Defensoria Pública recomenda que faculdades de Porto Velho reduzam valores de mensalidades


A ação civil pública propõe que a redução nas mensalidades ocorra enquanto durar o isolamento social e a impossibilidade das aulas presenciais. Ação será julgada pela 8ª Vara Cível de Porto Velho. Defensoria Pública do Estado de Rondônia, em Porto Velho
Hosana Morais/Arquivo/G1
A Defensoria Pública de Rondônia (DPE-RO) elaborou uma ação civil pública na quinta-feira (30) pedindo que faculdades privadas de Porto Velho estabeleçam descontos proporcionais nas mensalidades, durante o período de isolamento social, ocasionado pela pandemia da Covid-19.

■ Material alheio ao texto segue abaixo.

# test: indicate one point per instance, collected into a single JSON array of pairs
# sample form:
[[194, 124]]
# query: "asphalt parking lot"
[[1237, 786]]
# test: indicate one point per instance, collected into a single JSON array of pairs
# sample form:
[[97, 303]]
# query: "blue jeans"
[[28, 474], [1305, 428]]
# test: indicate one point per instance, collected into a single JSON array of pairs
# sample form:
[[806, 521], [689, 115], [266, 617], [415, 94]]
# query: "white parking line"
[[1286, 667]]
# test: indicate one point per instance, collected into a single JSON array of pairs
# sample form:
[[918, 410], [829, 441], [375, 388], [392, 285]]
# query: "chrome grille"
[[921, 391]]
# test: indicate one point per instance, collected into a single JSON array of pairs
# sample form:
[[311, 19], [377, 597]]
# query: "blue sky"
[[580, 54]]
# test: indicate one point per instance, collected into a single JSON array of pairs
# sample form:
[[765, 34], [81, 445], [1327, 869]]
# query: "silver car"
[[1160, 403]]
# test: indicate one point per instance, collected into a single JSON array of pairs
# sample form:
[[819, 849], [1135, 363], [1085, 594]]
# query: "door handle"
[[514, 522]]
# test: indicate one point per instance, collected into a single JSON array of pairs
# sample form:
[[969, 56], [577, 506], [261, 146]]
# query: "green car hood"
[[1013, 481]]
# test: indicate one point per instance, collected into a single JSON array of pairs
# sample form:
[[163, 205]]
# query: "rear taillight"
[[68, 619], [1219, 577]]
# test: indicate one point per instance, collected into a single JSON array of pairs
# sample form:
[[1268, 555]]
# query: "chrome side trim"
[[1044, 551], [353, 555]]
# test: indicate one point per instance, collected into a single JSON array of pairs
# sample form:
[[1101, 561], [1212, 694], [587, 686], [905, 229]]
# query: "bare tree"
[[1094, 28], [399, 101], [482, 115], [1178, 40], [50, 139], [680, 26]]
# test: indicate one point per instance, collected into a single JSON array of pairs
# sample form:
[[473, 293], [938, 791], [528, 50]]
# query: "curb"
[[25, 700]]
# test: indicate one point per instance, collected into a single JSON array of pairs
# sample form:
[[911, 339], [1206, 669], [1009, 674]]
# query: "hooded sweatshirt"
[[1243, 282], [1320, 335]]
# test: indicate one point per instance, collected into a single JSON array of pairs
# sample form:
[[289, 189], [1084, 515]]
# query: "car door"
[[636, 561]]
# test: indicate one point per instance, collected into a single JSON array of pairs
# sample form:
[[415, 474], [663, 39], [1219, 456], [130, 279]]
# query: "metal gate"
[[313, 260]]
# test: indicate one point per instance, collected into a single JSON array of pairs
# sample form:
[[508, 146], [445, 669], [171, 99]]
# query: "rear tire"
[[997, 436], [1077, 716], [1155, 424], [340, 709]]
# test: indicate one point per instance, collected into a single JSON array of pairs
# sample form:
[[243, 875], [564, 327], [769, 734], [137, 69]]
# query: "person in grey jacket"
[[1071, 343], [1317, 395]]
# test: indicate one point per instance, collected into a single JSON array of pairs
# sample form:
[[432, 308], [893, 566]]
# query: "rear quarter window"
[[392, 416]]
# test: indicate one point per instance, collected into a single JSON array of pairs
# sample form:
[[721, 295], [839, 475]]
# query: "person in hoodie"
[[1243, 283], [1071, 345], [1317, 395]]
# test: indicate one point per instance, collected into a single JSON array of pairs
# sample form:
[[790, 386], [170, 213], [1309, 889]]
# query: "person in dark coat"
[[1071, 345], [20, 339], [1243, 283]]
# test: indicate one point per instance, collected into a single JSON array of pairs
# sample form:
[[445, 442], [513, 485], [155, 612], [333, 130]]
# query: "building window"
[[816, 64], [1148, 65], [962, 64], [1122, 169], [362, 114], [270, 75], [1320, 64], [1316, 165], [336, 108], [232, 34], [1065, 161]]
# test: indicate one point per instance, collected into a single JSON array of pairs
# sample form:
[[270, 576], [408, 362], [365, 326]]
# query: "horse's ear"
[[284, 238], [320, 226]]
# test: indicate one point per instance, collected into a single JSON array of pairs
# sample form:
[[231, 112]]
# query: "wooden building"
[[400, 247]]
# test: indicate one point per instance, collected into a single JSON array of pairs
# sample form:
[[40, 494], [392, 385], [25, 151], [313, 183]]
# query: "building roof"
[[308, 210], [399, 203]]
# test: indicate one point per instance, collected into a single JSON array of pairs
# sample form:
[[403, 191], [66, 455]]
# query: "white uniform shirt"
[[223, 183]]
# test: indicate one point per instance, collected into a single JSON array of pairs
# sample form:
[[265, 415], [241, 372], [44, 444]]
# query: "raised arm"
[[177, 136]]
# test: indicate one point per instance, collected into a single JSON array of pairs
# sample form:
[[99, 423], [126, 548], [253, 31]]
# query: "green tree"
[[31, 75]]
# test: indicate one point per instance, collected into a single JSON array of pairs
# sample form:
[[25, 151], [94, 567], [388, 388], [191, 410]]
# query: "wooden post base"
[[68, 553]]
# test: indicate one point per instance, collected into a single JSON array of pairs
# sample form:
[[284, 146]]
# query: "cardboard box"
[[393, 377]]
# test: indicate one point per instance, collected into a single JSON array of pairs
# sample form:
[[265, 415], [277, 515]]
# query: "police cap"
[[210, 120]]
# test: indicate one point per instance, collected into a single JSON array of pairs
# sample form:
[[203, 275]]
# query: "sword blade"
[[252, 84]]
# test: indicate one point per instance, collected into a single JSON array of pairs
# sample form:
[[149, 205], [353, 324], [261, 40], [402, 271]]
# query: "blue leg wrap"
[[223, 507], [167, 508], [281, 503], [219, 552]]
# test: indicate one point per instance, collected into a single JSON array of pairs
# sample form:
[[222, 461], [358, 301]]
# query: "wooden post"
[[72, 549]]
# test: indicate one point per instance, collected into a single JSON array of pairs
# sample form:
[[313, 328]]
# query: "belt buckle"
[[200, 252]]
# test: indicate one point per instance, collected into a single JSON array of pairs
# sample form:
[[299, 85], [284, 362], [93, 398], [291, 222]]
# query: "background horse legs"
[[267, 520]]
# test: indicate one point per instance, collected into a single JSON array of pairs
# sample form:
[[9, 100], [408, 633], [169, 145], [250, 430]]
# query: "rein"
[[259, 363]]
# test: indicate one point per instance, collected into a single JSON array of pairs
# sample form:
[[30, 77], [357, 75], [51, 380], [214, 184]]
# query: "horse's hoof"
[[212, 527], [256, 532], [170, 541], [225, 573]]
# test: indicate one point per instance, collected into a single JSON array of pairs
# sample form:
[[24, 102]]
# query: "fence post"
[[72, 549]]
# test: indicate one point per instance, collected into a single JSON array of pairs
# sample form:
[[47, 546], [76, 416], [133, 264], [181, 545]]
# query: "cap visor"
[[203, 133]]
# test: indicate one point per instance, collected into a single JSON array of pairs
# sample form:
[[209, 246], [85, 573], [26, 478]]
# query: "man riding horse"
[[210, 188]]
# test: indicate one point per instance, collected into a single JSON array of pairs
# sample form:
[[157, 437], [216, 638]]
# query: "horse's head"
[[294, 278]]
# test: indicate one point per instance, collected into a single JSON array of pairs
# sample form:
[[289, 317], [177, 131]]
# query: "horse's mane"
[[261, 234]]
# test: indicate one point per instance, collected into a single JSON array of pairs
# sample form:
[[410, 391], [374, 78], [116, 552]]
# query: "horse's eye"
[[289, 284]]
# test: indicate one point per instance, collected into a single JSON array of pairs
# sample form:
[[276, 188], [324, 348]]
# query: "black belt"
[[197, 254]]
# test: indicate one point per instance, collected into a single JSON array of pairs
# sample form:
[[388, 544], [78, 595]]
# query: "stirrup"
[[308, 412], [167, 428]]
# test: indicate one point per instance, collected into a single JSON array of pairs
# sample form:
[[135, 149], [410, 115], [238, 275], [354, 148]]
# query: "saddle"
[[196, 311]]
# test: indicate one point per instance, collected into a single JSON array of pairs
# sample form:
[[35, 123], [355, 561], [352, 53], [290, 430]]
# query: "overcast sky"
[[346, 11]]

A justificativa da DPE-RO para o pedido é que os consumidores assinaram contrato com as instituições de ensino privado para receberem o serviço educacional na modalidade presencial. Entretanto, com a suspensão das aulas presenciais, como medida de segurança e contenção à disseminação do novo coronavírus, o serviço vem sendo executado de modo diverso ao previamente contratado, com aulas online, por exemplo.
A defensoria diz ainda que a partir da suspensão das atividades presenciais, houve redução nos gastos de energia e água para as entidades de ensino privado.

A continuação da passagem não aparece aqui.